The Things Network (TTN) is an open source project that aims at a global crowdsourced Internet of Things data network. In this blog post we describe a complete TTN show case to create real-time noise maps using the TTN in Zurich using a backend application based on Eclipse Scout and the MQTT Paho library. 

TTN: A Brief Introduction

After a highly successful campaign on Kickstarter last year, the project is now implementing the necessary infrastructure, designing and producing the promised hardware and spreading the word, for example at Eclipsecon next week.

The major benefits of the project are its distributed open source approach, the low price of the components, the range of  several kilometers for gateways, and the low power consumption of the involved LoRa technology for the “fog” part of the system.

The diagram below provides an overview over the setup including the noise measuring nodes and the TTN Gateways (the “fog”) on the left side, the TTN Cloud in frastructure in the middle and the backend application on the right side.
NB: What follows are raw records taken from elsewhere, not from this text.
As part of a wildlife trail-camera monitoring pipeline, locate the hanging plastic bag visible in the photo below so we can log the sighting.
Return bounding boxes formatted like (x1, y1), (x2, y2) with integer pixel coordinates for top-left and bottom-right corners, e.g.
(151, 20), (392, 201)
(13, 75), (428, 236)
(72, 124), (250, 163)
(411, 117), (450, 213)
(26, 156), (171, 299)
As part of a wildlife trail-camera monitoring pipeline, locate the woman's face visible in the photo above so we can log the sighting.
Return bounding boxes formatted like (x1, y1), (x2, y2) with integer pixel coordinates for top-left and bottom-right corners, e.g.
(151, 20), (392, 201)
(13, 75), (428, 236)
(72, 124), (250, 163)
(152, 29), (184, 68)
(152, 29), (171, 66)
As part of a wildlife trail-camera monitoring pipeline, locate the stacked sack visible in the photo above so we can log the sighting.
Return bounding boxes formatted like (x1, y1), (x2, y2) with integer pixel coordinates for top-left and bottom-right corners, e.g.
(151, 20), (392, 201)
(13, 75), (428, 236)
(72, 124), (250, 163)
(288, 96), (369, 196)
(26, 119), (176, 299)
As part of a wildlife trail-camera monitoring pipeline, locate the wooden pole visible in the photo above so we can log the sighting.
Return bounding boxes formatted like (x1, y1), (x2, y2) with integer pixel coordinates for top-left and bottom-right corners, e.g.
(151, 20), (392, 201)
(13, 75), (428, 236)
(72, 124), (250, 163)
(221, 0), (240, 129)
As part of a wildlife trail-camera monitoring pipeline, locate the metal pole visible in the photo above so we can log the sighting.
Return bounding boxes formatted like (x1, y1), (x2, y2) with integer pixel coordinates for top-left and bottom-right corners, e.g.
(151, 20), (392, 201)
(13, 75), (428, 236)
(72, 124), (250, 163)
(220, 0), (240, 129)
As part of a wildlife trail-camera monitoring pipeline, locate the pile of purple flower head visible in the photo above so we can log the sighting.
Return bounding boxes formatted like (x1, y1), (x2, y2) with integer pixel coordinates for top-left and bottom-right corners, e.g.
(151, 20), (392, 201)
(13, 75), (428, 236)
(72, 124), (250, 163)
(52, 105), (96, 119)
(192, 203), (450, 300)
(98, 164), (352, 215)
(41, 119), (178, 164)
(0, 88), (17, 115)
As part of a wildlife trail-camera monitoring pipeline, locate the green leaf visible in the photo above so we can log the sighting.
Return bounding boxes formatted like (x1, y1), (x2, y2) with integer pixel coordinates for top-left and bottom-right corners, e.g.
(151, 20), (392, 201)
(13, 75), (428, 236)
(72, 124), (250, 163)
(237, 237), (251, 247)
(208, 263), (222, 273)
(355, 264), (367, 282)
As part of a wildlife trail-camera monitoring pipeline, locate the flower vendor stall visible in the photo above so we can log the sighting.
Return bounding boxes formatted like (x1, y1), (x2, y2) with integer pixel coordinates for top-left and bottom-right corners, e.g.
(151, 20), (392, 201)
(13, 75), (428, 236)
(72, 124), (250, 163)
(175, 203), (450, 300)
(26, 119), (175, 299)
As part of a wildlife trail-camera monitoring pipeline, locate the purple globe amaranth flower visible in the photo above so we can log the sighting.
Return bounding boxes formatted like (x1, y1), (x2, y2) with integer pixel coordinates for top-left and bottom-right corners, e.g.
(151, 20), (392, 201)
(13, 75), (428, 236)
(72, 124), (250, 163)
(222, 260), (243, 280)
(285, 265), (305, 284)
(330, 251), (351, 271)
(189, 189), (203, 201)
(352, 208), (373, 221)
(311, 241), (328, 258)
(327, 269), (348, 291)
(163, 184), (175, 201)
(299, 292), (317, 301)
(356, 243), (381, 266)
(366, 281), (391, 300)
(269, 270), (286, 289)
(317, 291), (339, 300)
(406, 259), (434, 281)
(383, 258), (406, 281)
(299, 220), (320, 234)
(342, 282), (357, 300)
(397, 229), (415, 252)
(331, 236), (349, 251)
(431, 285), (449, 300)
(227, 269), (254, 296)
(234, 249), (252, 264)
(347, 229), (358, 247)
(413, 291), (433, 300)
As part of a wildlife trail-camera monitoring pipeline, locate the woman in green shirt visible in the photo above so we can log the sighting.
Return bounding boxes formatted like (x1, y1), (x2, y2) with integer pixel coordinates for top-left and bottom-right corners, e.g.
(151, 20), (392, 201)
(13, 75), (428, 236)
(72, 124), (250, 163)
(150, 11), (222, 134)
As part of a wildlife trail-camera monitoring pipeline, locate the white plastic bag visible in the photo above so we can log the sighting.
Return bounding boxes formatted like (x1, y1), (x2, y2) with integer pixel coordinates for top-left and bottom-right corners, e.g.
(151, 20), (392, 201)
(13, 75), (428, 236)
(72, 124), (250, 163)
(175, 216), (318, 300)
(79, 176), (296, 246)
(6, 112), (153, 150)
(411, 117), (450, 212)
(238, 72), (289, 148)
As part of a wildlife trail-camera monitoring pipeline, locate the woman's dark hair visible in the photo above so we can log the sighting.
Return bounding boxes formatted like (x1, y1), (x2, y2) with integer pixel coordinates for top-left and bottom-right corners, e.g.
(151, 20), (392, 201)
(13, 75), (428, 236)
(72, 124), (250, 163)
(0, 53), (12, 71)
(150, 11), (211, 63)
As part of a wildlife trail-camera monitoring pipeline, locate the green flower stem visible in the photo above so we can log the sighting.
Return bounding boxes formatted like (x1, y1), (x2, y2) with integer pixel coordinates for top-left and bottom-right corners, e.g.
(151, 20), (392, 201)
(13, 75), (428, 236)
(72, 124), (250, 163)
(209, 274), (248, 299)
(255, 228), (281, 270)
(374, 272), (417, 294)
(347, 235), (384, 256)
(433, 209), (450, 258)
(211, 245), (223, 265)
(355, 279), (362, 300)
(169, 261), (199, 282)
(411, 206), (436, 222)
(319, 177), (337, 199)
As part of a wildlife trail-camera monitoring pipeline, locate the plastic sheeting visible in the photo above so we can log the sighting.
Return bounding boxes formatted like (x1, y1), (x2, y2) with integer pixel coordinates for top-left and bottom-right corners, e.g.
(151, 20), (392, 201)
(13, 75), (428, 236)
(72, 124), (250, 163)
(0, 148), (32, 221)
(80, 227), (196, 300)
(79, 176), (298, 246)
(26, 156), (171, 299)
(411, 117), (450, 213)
The described setup is currently using the somewhat simpler TTN prototype infrastructure. This setup is available since last year as well as instructions on how to set up your own gateway and your own nodes.

For the goal of this post the relevant aspects are the nodes on the left side that connect to one or more TTN gateways and the application on the right side that connects to a TTN handler service.

Low Cost Nodes for Measuring Noise

The goal was to assemble 40 complete nodes for less than €40. As a basis of the component selection we were using Teensy TTN node described in TTN Wiki. Due to additional taxes and some minor “mishaps” during production we ended up at €44 per node instead.

As shown below, the final node contains a microphone (1), a Teensy LC (2), a RFM95 LoRa module (3), an antenna with a company flag (4) as well as a battery box (5) inlcuding 3 AA batteries.

After being switched on, the node starts to measure differences in air pressure levels over short time windows that roughly correspond to the current noise level. Every two minutes the node then transmits the largest measured noise level and the “amount” of noise accumulated over the two minute period.

When the node is located within the range of a receiving TTN gateway, the data package is then forwarded to the TTN prototype setup.

The source code of the noise measuring node is available on Github.

The Scout Backend Application and a MQTT Paho Client

As the TTN prototype setup also includes a MQTT interface it is straight forward to implement applications that can response near real time to incoming TTN packets.

To implement an end-to-end TTN showcase, a backend application was implemented to display the data packets sent by the TTN noise nodes. The implementation of the user interface is based on Eclipse Scout, and for the communication with the MQTT broker, the Paho Java Client Library is used.

The screenshot below shows the transmitted noise levels with its corresponding time stamps. Noise levels of 10 or more indicate a train

By assigning coordinates to noise nodes, the Scout application can also show the noise levels on a real-time map. The picures below shows two situations with four noise nodes distributed at the outside of the BSI office in Zurich. During a time window with trains passing higher noise levels were measured by nodes that sit closer to the railway tracks (left image) than during a time window without any passing trains (right image).

As in the case of the noise measuring nodes, the source code of the Scout TTN application is available on Github. In addition, the application is also available as a Docker image on Docker Hub and deployed as a live instance.